Namespaces
Automatically generated documentation for harmonic APIs. All functionality is accessible through a pip installation of the harmonic package.
- class harmonic.Chains(ndim)
Class to store samples from multiple MCMC chains.
- __init__(ndim)
Construct empty Chains for parameter space of dimension ndim.
Constructor simply sets ndim. Chain samples are added by the add_chain* methods since we want to support setting up data for chains from different input data formats (e.g. data from a single chain or multiple chains at once).
- Parameters
ndim (long) – Dimension of the parameter space.
- add(other)
Add other Chain object to this object.
- Parameters
other (Chains) – Other Chain object to be added to this object.
- Raises
ValueError – Raised if the new chain has a different ndim.
- add_chain(samples, ln_posterior)
Add a single chain to a Chains object.
- Parameters
samples (double ndarray[nsamples, ndim]) – Samples of a single chain.
ln_posterior (double ndarray[n_new_samples]) – log_e posterior values.
- Raises
ValueError – Raised when ndim of new chain does not match previous chains.
- add_chains_2d(samples, ln_posterior, nchains_in)
Add a number of chains to a Chains object assuming all chains are of the same length.
- Parameters
samples (double ndarray[nsamples_in * nchains_in, ndim]) – Samples of multiple chains.
ln_posterior (double ndarray[nsamples_in * nchains_in]) – log_e posterior values.
nchains_in (long) – Number of chains to be added.
- Raises
ValueError – Raised when number of samples is not multiple of the number of chains.
ValueError – Raised when ndim of new chains does not match previous chains.
ValueError – Raised when posterior and samples first length are different.
- add_chains_2d_list(samples, ln_posterior, nchains_in, chain_indexes)
Add a number of chains to the chain class. Uses a list of indexes to determine where each chain starts and stops.
- Parameters
samples (double ndarray[nsamples_in * nchains_in, ndim]) – Samples of multiple chains.
ln_posterior (double ndarray[nsamples_in * nchains_in]) – log_e posterior values.
nchains_in (long) – Number of chains to be added.
chain_indexes (list) – List of the starting index of the chains.
- Raises
ValueError – Raised when ndim of new chains does not match previous chains.
ValueError – Raised when posterior and samples first length are different.
ValueError – Raised when the length of the list is not nchains_in + 1.
- add_chains_3d(samples, ln_posterior)
Add a number of chains to a Chain object from 3D array.
- Parameters
samples (double ndarray[(nchains_in, nsamples_in, ndim]) – Samples from multiple chains.
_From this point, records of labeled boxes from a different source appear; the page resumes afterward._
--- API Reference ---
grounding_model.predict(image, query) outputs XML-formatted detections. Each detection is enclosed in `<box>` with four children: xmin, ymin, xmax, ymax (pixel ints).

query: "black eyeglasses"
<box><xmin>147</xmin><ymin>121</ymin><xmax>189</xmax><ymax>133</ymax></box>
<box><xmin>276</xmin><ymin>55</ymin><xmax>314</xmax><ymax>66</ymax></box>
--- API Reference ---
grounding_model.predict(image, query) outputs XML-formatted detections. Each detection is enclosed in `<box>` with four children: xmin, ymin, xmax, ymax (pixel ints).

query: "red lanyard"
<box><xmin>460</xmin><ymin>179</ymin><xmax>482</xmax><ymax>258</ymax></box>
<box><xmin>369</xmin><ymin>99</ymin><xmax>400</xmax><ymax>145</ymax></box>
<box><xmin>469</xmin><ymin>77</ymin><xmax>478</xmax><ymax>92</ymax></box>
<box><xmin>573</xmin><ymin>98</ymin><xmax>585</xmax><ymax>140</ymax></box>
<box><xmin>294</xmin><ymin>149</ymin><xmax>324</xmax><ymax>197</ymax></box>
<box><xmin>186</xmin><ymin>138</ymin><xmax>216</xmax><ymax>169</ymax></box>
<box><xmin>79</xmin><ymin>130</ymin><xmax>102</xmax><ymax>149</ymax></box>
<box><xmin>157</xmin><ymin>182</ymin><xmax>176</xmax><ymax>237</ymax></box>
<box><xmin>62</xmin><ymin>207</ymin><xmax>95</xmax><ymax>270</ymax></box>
ln_posterior (double ndarray[nchains_in, nsamples_in]) – log_e posterior values.
- Raises
ValueError – Raised when ndim of new chains does not match previous chains.
ValueError – Raised when posterior and samples first and second length are different.
- deepcopy()
Performs deep copy of the chain class (calls the module copy).
- get_chain_indices(i)
Gets the start and end index of samples from a chain.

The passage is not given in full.